So if the large language model studied biological data, what opportunities do they unlock for the future? Today, we're excited to have Dylan, a partner at Zetta Ventures, investing in a number of digital biology companies that have gotten to scale. Let's deep dive in. We're your co hosts, I'm Kaz.

[00:01:00] Kevin: I'm Kevin. 

Through the lens of his early days at MIT to his role at Zetta Venture Partners, Dylan sheds light on the growing importance of data and machine learning.

[00:01:10] Dylan: I'm one of five partners at Zetta Venture Partners. We're an early stage funds for technical founders for building products around data and machine learning. My partner, Mark started the fund 10 years ago at the very beginning of what we can think of as the modern era of deep learning, this is just as ImageNet had been won by the team at the university of Toronto, and it was clear that, software was getting easier to build and the real power from technology was going to come from data and the kinds of algorithms that we could build around that. 

We're typically the first institutional investors to back founders often at inception stage. We're usually leading or co leading their first round. And we really try and be active partners to our investors. We make many fewer investments than most funds of our size, somewhere between 20 and 25 per fund and instead of 180 million fund, we reserve a lot more capital for follow ons. And, we're making a commitment to founders, usually when they're just at the idea stage with the deck and and some ideas that we're going to help them build a company and get from zero to one.

And we take a really boutique approach. Every company is different. And so we don't have a platform team. We don't have a big investment team. It's really the five of us working closely with each of the companies that we support and the companies that we support across the portfolio. My background is in ML as well.

I was lucky enough to see the very early innings of deep learning working computer vision at around the same time that Mark was starting the fund. But I was over at the media lab at MIT. Spun a company out of there and manufacturing space, which was really one of the first applications of machine learning for enterprise. Thinking about how to make manufacturing more efficient. And that was about 10 years ago and have really not looked away since. So spent the rest of my career truncated by building a company and then joining Zetta to invest in companies all around how you leverage machine learning to build things that are really new and interesting and important. For the last couple years I've been really transfixed by applications in biology and health both because I think they're really important and meaningful.

But also I think it's where machine learning is gonna have the biggest and most nonlinear impacts where things I think in the future will look very different as a result of these technologies than they do today.

[00:03:27] Kevin: Up next, Dylan gives a clear picture of the huge possibilities that lie ahead as he explores the link between LLMs and biological data.

[00:03:34] Dylan: Today we've got large language models and large self supervised pre trained models that are learning, directly from biological data from protein sequences and DNA and RNA sequences all the way up to human tissue.

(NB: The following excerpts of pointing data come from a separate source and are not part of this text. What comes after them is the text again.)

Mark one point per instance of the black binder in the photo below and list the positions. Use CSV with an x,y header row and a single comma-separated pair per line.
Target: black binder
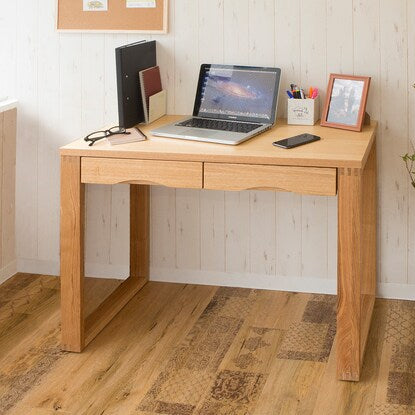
x,y
130,60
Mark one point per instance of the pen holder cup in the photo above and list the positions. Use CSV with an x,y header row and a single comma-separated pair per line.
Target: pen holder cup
x,y
303,111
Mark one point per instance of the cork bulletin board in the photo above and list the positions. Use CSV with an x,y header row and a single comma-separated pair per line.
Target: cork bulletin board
x,y
114,16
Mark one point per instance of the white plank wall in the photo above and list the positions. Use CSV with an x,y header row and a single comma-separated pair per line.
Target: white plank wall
x,y
66,86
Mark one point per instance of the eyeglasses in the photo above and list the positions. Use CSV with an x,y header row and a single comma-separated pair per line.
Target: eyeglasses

The same way that these large language models like ChatGPT, read all of the sort of comment sections and every wikipedia article all the sort of textual data on the internet. These models are able to learn from these big databases and experimentally derived libraries of biological sequences and rather than learning, you know the context of how language works meaning semantics all the things that go into really understanding language and having cultural fluency or conversational fluency these models are learning a lot of the underlying, pinnings of how, structure and function emerge from biological data like sequence data for proteins.

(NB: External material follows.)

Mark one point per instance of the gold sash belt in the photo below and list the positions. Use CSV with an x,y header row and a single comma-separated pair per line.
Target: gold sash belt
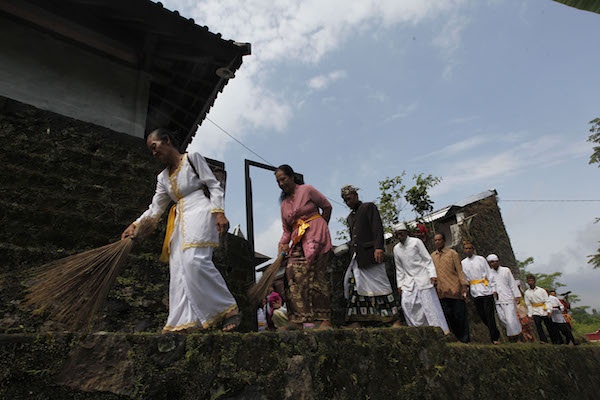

So using that basically internal representation of what they've learned which I think is important to say, we don't fully understand, the way that we understand human language. We do not have the same grasp of biological language, but these models are building really rich internal representations of that and can use that basically for a whole bunch of downstream tasks, some of which are generative.

Using the ChatGPT analogy, instead of generating a poem or a response to a question as a prompt in natural language, they can generate functional proteins. Sequences that can be synthesized, that can be used as drugs, as new materials, as biosensors for diagnostics, using that sort of same analog.

Amazingly, this this seems to be working working really well in the protein space. We have a company there and there's quite a few others that are, building these sort of ChatGPT like products for various proteins and then, using the output of those to develop drugs, to develop materials.

And we're starting to see it scale to other modalities as well. There's protein language models, there's DNA language models, there's now people working on mRNA and RNA language models, and also, push the boundaries on what's historically been possible in these fields, given how little we understand the sort of functional relationships of all these really complex molecules that dictate life.

[00:05:54] Kevin: Drawing from his extensive experience and current projects. Dylan provides a clear snapshot of where technology stands now and his trajectory for the future.

[00:06:03] Dylan: It's the collision of two forces, which is the data generation and the computational technologies are moving extremely fast. And drug development is extremely slow for good reasons, right? If you're going to put something in, thousands, millions, even billions of people, if you're going to permanently change their biology in some meaningful way, you really want to make sure it's safe.

And given how little we know about human biology, the only way to do that is by testing it exhaustively, in people in a very controlled environment, so clinical trials. The big bottleneck, I think, has, and will probably always be, clinical trials. But in terms of what we're able to do and show in, petri dishes in the lab and increasingly in mice and larger animal models is really profound and really interesting.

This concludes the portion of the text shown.